According to the Financial Conduct Authority (FCA), while Stephany was a fund manager at Newton Investment Management he submitted orders as part of a book build for shares that were about to be quoted on public exchanges.
Before the order books for the shares were closed, he contacted other fund managers at competitor firms in an attempt to persuade them to cap their orders at the same price limit that he had chosen.
His action in trying to use the firms’ collective power, the FCA found, threatened to undermine the integrity of the market and the book build.
Stephany had also acted without due skill, care and diligence because he did not properly consider the risks involved in making those communications.
“This matter underscores the importance of fund managers taking care to avoid undermining the proper price formation process in both IPOs and placings,” said Mark Steward, the FCA’s executive director of enforcement and market oversight.
“These markets play a vital role in helping companies raise capital in the UK’s financial markets and when they are put at risk, the FCA will take action,” he added.
Stephany started his career as a trainee chartered accountant in PwC’s financial services tax team, working with insurance clients. However he did not qualify because, as he says, he developed a love for investment and decided to move on in his career.

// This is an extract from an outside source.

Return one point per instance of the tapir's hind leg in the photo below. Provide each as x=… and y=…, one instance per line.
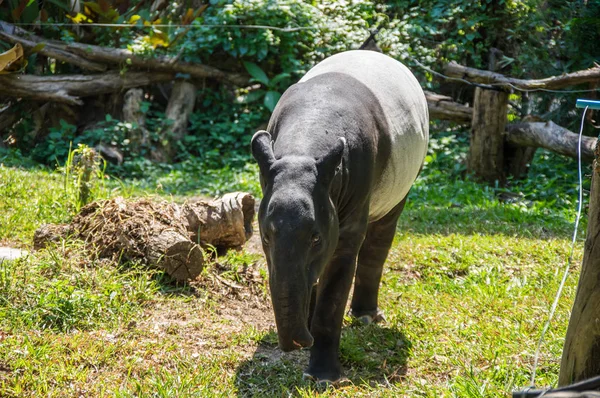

He joined Newton as an assistant fund manager in November 2005. More recently, he has been working as a business consultant, providing consultancy services to independent sell-side firms.

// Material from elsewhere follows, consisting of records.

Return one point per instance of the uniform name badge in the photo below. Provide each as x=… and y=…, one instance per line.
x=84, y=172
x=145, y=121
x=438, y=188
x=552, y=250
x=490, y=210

In a separate investigation (in which Stephany is not involved), the FCA is investigating whether Newton Investment Management, together with three other asset management firms - Artemis Investment Management, Hargreave Hale and River & Mercantile Asset Management – broke competition law.
It is the first time the FCA has used its competition enforcement powers under the Competition Act 1998.
In provisional findings, the regulator alleges that, at a time when the four firms should have been competing for shares, they shared information about the price they intended to pay in relation to one or more of two IPOs and one placing, shortly before the share prices were set.
The FCA says it will announce the outcome of the investigation “in due course”.